Sarebbe utile proporre la scelta conservatrice in Italia a tutto il centro-destra, ben oltre il berlusconismo. C’è da difendere gli stati, le sovranità, la natura, le tradizioni, la famiglia, la civiltà europea dalla decadenza. Nessuno può attaccare la tradizione conservatrice sotto il profilo della legittimazione e della piena cittadinanza nell’Europa libera e democratica.

A tale proposito segnalo lo sforzo che viene compiuto dal gruppo di Nazione futura che inaugura a Roma martedì prossimo “La casa dei conservatori”. La casa editrice di questo gruppo, guidata dal giovane Francesco Giubilei, ha pubblicato un vademecum biografico e filosofico di Roger Scruton, Vivere conservatore (ed. Giubilei Regnani), che è il frutto di conversazioni tra il filosofo recentemente scomparso e Mark Dooley. Scruton era un sessantottino scappato di casa ma quando venne a vivere a Roma, a Campo de’ Fiori, si trasformò da ribelle, figlio dei fiori, in un fautore dell’ordine e dei principi conservatori.
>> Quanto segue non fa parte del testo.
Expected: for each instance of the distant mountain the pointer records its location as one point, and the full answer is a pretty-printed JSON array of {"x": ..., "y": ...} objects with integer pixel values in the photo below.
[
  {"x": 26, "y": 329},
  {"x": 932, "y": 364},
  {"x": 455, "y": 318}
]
Sappiamo bene che riparlare di categorie politiche in questa situazione significa compiere un tentativo quasi disperato; ma per chi fa politica o pratica la cultura politica provare a smuovere gli assetti e le sabbie mobili è un dovere e un necessità. Quel che manca a Salvini e Meloni non è un vecchio o un nuovo alleato di centro, moderato, popolare e liberale; ma un solido nucleo conservatore che abbia senso dello Stato e della tradizione contro chi vuole cancellare la storia, mutare la natura e correggere la realtà della vita. Il paradosso è fondare ex-novo un asse politico antico, imperniato sulla tradizione.